WATERFORD — Waterford lies just inside the very northwest corner of Knox County. We’ve visited the forgotten history of its ambitious but short-lived Westminster Academy previously here at History Knox.
This time around, though, we’ve found an old postcard that captures the other school in town.
Waterford (whose mailing address was Levering Post Office because of the presence of another Waterford in Ohio in Washington County) had a public school located on the southeast edge of town, as opposed to the academy, which was a larger building at the southwest edge of the village.
In all likelihood, this public school lasted much longer than the Westminster Academy, and presumably went through a number of schoolhouses in its day.
The one in the picture is a two-story structure that suggests a post Civil War construction. Structurally, the two front doors are at opposite ends of the front wall, while the perpendicular walls on the sides have windows.
This makes it hard to guess where stairs led to the upper level of the building, unless it was in the very center of the structure, with each floor separated into two rooms. Conversely, each floor may have been one large room with the stairs either in the front between the two doors or in the rear of the building.
No matter exactly how it was configured, such a structure would most definitely not pass any fire code today.
Structures with stairs near doors were banned after Ohio’s horrific Lake View Elementary School fire in Collinwood, Ohio, in 1908, when dozens of children and teachers burned to death on the verge of escape when they became trapped by the crush of panicked people fleeing down a stairwell to the rear exit of the building.

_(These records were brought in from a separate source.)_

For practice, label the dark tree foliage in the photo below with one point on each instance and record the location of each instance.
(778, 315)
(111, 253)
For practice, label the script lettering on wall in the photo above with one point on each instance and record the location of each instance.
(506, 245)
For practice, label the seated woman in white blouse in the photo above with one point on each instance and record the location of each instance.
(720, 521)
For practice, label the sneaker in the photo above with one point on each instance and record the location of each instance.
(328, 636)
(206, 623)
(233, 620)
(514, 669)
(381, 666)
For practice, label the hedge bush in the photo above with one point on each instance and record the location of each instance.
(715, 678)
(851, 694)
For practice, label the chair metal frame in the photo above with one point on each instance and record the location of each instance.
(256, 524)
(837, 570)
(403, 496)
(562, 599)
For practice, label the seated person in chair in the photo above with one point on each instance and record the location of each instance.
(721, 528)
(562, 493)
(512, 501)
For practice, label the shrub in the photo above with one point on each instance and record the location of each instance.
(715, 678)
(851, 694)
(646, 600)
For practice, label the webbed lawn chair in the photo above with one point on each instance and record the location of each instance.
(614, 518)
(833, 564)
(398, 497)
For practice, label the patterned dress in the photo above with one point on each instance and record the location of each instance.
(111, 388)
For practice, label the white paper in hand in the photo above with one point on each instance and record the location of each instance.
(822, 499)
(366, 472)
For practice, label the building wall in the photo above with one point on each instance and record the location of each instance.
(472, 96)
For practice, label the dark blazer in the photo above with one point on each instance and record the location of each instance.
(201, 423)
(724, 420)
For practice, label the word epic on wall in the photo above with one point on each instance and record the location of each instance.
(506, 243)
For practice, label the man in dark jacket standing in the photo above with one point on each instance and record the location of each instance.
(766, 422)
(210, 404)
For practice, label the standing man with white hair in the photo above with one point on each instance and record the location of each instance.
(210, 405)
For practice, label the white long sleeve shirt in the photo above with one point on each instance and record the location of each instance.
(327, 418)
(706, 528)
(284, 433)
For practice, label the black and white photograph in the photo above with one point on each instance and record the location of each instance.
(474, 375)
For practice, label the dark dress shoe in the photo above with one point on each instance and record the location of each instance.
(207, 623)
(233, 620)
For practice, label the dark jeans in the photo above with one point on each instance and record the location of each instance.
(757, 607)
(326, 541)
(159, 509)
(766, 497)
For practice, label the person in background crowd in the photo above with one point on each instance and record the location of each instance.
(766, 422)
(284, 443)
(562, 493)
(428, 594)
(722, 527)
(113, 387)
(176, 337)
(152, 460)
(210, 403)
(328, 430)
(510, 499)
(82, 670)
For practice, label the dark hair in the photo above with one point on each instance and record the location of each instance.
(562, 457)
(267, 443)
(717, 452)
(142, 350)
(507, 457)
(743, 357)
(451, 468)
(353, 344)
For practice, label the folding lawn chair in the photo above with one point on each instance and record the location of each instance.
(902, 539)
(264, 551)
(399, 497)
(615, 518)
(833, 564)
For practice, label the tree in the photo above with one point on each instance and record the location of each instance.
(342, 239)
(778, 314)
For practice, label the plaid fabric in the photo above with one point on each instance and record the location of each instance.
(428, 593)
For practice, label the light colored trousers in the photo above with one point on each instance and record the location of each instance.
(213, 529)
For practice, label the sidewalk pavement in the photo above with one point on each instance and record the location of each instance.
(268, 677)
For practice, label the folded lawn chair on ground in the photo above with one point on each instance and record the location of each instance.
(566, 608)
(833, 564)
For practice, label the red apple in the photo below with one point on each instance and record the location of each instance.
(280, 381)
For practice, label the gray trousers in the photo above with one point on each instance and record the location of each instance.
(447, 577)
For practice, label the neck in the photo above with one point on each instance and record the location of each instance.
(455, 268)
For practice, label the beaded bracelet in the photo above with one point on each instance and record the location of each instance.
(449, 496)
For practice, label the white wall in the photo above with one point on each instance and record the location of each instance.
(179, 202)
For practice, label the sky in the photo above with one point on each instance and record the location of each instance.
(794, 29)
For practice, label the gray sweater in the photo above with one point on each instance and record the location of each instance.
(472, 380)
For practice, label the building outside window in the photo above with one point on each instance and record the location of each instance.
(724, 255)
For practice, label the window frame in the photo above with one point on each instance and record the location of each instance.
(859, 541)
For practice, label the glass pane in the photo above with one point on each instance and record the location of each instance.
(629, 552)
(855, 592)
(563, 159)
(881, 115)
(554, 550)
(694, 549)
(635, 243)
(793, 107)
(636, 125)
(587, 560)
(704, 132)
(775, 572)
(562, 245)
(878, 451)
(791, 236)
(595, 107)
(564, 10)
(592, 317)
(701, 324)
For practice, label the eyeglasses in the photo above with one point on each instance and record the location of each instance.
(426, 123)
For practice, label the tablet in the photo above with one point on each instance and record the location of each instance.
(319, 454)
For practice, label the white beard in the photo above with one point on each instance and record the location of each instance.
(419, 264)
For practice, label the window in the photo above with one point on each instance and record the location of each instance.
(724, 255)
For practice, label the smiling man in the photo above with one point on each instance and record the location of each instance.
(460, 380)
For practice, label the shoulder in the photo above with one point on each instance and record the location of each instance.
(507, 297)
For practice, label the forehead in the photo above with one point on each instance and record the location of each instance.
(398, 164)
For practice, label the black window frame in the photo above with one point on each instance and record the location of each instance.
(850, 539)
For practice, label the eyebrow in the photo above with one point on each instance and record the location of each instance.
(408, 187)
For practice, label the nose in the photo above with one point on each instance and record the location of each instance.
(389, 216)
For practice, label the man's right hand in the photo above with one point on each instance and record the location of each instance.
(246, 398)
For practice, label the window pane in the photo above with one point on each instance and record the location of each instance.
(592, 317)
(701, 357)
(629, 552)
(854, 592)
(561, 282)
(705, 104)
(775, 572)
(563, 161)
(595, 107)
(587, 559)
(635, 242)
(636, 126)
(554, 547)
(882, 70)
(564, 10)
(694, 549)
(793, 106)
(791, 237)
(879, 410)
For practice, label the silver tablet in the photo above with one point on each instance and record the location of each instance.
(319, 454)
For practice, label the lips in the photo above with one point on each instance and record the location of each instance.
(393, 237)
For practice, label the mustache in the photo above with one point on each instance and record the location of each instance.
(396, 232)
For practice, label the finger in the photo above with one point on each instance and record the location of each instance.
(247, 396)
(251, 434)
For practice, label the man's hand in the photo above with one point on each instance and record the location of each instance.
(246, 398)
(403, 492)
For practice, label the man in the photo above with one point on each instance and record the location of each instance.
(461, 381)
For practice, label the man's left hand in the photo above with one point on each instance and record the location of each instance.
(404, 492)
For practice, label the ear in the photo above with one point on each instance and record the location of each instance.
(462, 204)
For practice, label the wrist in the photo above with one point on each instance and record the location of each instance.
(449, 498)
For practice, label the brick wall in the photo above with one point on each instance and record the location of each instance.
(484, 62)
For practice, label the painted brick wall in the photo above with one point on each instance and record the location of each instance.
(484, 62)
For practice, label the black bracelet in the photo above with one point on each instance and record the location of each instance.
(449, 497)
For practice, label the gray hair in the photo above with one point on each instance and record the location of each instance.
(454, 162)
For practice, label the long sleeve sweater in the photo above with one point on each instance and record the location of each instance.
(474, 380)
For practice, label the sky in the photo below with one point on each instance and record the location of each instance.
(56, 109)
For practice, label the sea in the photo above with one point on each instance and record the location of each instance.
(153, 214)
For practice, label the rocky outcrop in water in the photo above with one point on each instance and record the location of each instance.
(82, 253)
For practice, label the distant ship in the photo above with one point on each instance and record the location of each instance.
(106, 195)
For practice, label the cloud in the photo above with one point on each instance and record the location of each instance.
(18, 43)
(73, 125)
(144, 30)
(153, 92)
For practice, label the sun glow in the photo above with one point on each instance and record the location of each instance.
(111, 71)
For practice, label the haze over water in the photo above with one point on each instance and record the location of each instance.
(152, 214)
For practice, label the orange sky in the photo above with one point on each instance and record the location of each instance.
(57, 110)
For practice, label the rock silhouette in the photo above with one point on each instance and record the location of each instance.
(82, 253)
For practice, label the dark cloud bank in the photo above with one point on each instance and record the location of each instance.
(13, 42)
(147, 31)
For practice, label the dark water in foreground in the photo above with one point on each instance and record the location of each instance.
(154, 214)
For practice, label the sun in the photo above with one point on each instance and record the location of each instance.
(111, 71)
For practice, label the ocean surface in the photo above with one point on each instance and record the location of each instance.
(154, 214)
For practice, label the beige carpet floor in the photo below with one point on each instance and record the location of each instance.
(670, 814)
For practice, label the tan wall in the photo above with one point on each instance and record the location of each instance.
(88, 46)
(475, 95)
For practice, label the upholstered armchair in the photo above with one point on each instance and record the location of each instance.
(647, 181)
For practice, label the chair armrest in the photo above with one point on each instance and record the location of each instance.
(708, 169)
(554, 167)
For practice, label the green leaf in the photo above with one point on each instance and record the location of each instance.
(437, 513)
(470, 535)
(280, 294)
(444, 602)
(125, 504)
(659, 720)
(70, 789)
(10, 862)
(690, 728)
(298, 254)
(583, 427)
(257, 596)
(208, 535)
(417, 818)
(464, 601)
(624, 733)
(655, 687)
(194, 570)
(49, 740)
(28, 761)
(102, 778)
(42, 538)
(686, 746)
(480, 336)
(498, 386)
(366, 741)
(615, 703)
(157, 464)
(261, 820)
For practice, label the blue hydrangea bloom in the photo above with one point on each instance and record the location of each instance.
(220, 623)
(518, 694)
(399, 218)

It was located too close to the end of the stairs, resulting in a bottleneck that trapped people in a tangle, even as helpers unsuccessfully tried to pull them out the door.
Luckily, no such incident ever put the Waterford public school’s design to the test. One thing that may have prevented it from ever catching on fire was the lightning rod running down the front wall into the ground.
Another thing one probably wouldn’t see today is the school’s exterior covered with a sign for a social club that regularly met there. The Independent Order of Odd Fellows (IOOF) is a social club with roots going back hundreds of year in England.
It appears to have been a club formed by people who worked trades not included by the Masonic orders — indeed, the group’s name may have come from the expression “odd jobs,” which were what these people did for employment, as opposed to the Masons, who were the trade union of skilled laborers.
Today a number of IOOF chapters remain in the state, the closest being the one in Caledonia, near Marion.
When I contacted the Grand Lodge of Ohio IOOF, Grand Secretary Penny Castle was able to look it up and confirm that a lodge, officially known as Owl Creek Lodge, IOOF #686, opened on July 31, 1879.
It operated until 1956, when it was closed. And that’s about all the information they have about the defunct lodge. Exactly how long it met in the school building is unknown, but its presence suggests that perhaps the lodge helped fund the building of the school.
The building is no longer there today.
The back of the card is a simple greeting between friends Edith Marshall (whose address is only given as Rfd #3), and Floyd Norris of Bellville.
It is postmarked 1913, which fits with the timeframe of the lodge as well as the style of the photographic print. Thus it seems safe to date this photograph of Waterford to somewhere between 1879 and 1913, with the latter date being most probable.